Medical Errors Report #12
A Four-Year Solution Implementation Study
Sex Bias in some Areas of Health-care Impede Progress of Quality Improvement
A group dominated by all males or all females is less responsive to the issues and concerns of the opposite sex. The progress of fixing medical errors (or systemic failure) has stagnated due to an imbalance in the representation of sexes within certain areas of health-care. For example, estrogen excess and competitions between women as described by some nurses ignite wide spread problems leading to continuous fierce battles in the absence of men. Similarly, some areas of medical care have been plagued by the hyper-androgenic effect of physicians attacking nurses and berating them. There has to be a balance of the sexes to achieve success in a profession that includes both male and female. I often feel sorry for the only male worker caught within a group of women at the peak of frustration.
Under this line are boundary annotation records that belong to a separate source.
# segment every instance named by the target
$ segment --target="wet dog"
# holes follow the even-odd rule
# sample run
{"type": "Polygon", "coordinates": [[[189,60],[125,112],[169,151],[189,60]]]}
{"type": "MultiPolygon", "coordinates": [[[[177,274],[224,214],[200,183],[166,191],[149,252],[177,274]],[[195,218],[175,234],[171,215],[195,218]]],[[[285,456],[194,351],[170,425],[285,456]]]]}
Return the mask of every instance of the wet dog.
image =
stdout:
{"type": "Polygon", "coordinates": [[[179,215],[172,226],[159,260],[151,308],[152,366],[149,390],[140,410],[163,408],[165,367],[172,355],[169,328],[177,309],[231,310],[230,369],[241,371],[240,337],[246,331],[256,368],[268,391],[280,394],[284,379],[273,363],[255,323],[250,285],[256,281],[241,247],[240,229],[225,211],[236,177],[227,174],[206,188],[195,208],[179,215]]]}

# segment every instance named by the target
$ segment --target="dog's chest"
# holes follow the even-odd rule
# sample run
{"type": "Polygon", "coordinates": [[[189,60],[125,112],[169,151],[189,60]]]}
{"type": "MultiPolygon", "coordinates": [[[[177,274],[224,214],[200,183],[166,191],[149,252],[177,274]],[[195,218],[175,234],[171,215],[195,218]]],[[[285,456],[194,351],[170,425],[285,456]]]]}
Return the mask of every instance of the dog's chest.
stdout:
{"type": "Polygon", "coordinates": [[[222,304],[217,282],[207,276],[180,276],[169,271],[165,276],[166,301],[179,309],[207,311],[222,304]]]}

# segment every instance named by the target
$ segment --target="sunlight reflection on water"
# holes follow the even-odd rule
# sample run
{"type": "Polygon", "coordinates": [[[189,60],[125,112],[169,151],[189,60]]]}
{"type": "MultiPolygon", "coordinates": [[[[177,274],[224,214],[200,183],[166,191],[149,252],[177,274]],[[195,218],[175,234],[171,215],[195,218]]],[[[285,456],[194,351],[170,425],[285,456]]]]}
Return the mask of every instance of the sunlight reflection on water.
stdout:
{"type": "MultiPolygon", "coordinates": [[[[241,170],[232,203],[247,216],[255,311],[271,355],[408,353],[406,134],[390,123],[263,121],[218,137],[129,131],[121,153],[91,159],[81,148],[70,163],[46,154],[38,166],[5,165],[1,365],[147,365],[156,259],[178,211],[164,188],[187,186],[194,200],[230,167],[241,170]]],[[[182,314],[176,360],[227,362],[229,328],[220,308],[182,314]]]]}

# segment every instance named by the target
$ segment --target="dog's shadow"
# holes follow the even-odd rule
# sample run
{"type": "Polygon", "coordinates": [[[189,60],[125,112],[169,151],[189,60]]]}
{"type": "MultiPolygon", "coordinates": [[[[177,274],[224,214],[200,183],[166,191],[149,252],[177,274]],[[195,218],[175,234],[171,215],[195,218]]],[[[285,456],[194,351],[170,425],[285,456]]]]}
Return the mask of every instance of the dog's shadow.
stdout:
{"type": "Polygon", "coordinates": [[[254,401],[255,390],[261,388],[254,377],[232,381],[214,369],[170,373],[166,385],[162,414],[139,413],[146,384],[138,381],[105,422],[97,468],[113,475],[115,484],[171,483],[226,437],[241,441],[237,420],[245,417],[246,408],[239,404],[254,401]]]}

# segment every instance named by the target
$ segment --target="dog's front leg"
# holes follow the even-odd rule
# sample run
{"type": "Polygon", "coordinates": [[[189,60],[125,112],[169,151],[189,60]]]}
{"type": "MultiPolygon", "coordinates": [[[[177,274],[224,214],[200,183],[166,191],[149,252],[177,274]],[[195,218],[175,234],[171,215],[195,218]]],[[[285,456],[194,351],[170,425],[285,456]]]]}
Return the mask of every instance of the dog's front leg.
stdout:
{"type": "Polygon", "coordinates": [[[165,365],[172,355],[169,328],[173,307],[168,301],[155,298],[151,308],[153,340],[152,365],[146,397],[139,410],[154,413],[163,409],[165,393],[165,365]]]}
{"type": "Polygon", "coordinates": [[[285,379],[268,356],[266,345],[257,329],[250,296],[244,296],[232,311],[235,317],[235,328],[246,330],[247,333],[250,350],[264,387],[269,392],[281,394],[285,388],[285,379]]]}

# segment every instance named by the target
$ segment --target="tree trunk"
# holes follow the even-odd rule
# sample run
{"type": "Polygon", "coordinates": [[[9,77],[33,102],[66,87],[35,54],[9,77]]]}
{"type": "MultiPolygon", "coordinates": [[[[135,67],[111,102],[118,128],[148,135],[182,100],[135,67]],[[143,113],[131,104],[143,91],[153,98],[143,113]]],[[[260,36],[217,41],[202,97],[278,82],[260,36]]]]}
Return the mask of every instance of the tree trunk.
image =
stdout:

Similarly, I feel sorry for the only woman working with a male group mostly driven by androgenic egos. Hospital management dominated by either sex does not allow for an objective evaluation of the issues because of gender bias. Many times, women tend to agree with other women even when they know they are wrong. Socially, some females tend to evaluate themselves through the eyes of their friends while males are more independent in that respect. While trying to appease their fellow female peers, some women will agree with a decision they know to be wrong just for emotional satisfaction. Men tend to reflect the ideas of other men as well, but can sometimes be more objective in the absence of emotions. Both sexes falter in making decisions at the peak of emotional excitation and both are easily influenced by the emotions of the people around them.